O déficit de R$ 5,21 bilhões assusta políticos e afasta candidatos ao governo de Minas. Herança fiscal do governo Zema torna o Palácio Tiradentes um desafio para quem quiser assumir em 2027.
Minas Gerais chega à metade de 2026 sem um candidato definido para o governo, enquanto os políticos que conhecem as contas do estado demonstram relutância em assumir o compromisso. O déficit orçamentário aprovado para este ano é de R$ 5,21 bilhões, com uma receita prevista de R$ 127,15 bilhões, em contraste com despesas que alcançam R$ 132,36 bilhões. Essa situação financeira complexa é resultado da herança fiscal deixada pelo governo Zema, caracterizada por uma dívida elevada e uma folha de pagamento pesada, o que limita a margem de manobra para quem assumir o Palácio Tiradentes em janeiro de 2027.
Nos bastidores, esse cenário financeiro é um dos fatores que explicam a hesitação generalizada entre os possíveis candidatos.
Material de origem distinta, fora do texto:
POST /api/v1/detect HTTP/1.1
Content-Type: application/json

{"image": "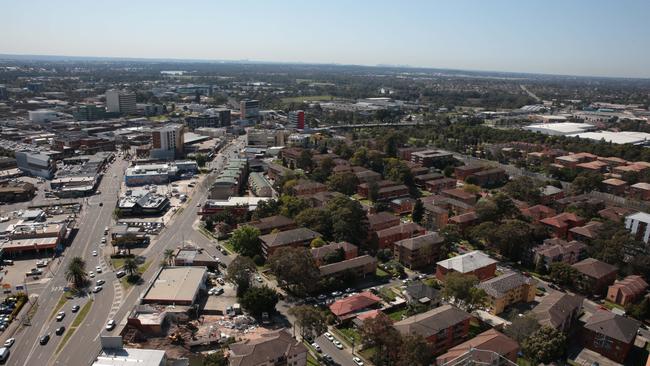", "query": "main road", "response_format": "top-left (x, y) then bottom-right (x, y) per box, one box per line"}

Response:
top-left (10, 154), bottom-right (127, 366)
top-left (47, 138), bottom-right (243, 365)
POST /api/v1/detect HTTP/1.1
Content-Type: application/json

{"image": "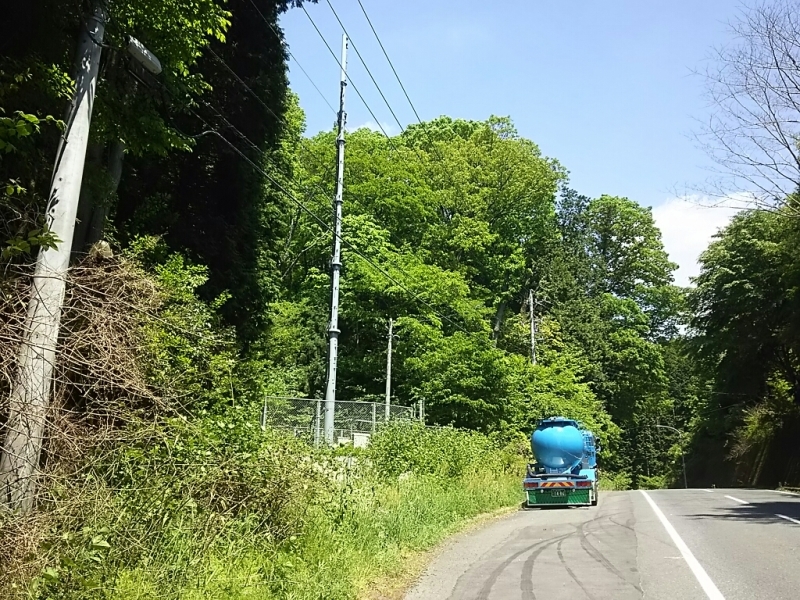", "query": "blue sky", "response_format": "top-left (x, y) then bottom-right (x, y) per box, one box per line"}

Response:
top-left (282, 0), bottom-right (740, 283)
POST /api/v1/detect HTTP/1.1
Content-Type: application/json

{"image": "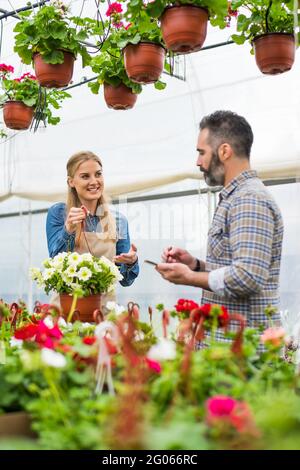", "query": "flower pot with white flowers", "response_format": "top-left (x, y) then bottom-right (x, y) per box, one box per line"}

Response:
top-left (31, 252), bottom-right (122, 322)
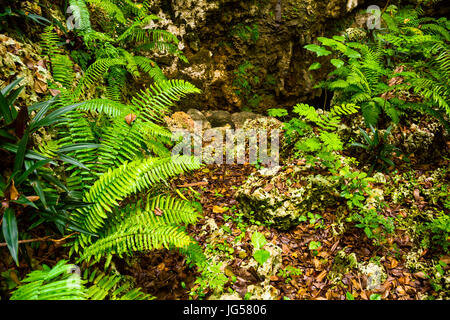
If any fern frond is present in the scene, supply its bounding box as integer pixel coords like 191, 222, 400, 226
74, 58, 125, 98
84, 269, 154, 300
51, 54, 75, 89
81, 221, 193, 261
11, 260, 86, 300
85, 0, 126, 23
77, 99, 132, 118
132, 80, 201, 121
134, 56, 167, 82
74, 156, 200, 232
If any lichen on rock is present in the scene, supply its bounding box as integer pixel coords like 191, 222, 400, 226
236, 166, 339, 230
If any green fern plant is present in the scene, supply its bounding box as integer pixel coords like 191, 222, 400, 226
11, 260, 154, 300
285, 104, 359, 170
305, 6, 450, 128
11, 260, 86, 300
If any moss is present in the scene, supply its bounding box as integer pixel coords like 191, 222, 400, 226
236, 166, 339, 230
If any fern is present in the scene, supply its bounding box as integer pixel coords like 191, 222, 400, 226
11, 260, 86, 300
83, 269, 154, 300
132, 80, 201, 121
86, 0, 126, 23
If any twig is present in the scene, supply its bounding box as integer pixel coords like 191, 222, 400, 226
177, 181, 208, 188
0, 232, 79, 247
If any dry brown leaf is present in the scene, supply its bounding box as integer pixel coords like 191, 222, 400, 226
125, 113, 136, 125
154, 207, 163, 217
48, 89, 61, 97
414, 189, 420, 201
390, 259, 398, 269
33, 79, 47, 93
316, 270, 327, 282
26, 196, 39, 202
9, 180, 19, 200
414, 271, 428, 279
213, 206, 227, 213
313, 258, 320, 270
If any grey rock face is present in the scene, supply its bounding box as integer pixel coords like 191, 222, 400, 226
231, 111, 261, 128
206, 110, 234, 128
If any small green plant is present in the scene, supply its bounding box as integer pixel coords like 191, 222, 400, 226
267, 108, 288, 118
351, 125, 400, 173
233, 61, 261, 108
422, 214, 450, 252
285, 104, 358, 170
231, 23, 259, 43
189, 263, 228, 299
277, 266, 303, 283
308, 241, 322, 256
339, 166, 374, 209
251, 231, 270, 265
348, 208, 395, 243
369, 293, 381, 300
298, 212, 325, 229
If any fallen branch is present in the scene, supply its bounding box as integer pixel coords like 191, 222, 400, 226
177, 181, 208, 188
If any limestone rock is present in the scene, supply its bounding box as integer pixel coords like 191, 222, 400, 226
236, 166, 339, 230
206, 110, 234, 128
358, 262, 387, 290
231, 111, 262, 128
164, 112, 195, 132
186, 109, 211, 130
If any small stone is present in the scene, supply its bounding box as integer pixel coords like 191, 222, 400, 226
206, 110, 234, 128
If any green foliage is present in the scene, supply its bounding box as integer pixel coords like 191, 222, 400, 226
0, 79, 98, 264
231, 23, 259, 43
351, 126, 400, 172
298, 212, 325, 229
251, 231, 270, 265
11, 260, 153, 300
285, 104, 358, 168
305, 6, 450, 128
308, 241, 322, 256
83, 269, 154, 300
233, 61, 261, 108
11, 260, 86, 300
348, 208, 395, 243
339, 166, 374, 209
421, 214, 450, 252
277, 266, 303, 283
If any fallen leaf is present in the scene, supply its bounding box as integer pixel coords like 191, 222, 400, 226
414, 189, 420, 201
154, 207, 163, 217
316, 270, 327, 282
125, 113, 136, 125
48, 89, 61, 97
414, 271, 428, 279
9, 180, 19, 200
33, 79, 47, 93
213, 206, 227, 213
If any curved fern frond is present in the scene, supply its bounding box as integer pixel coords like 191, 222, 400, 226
81, 221, 193, 261
78, 99, 132, 118
11, 260, 86, 300
74, 156, 201, 232
132, 80, 201, 121
134, 56, 167, 82
74, 58, 125, 98
86, 0, 126, 23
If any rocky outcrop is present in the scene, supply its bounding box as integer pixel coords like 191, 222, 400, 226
144, 0, 362, 111
236, 162, 339, 230
0, 34, 52, 106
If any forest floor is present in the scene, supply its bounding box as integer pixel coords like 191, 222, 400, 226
114, 154, 450, 300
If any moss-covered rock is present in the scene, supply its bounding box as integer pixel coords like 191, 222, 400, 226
236, 166, 339, 230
Até agora, 16 pesquisas eleitorais foram realizadas em Minas nos primeiros seis meses de 2026, conforme o painel do TSE, todas testando nomes que ainda não se consolidaram como favoritos. Os mais mencionados até o momento incluem Alexandre Kalil, do PDT, Ben Mendes, do Missão, Gabriel Azevedo, do MDB, Mateus Simões, do PSD, e Túlio Lopes, do PCB.
Do lado da oposição, o senador Cleitinho, do Republicanos, conta com o apoio do PL e da ala bolsonarista, mas ainda não confirmou sua candidatura. A saída de Rodrigo Pacheco da disputa esvaziou a principal aposta do Palácio do Planalto, deixando o governo federal sem uma alternativa clara em Minas Gerais. O Partido dos Trabalhadores (PT) tenta emplacar um nome próprio, mas enfrenta resistências internas e a dificuldade histórica de competir em um estado que tem mostrado aversão à esquerda.
No final, quem vencer a eleição enfrentará um grande desafio: governar Minas Gerais em um cenário de caixa no limite e com as contas deixadas pelo antecessor à sua frente. A expectativa é de que a definição de candidaturas ocorra em meio a um cenário econômico desafiador e à pressão por soluções que atendam às necessidades do estado.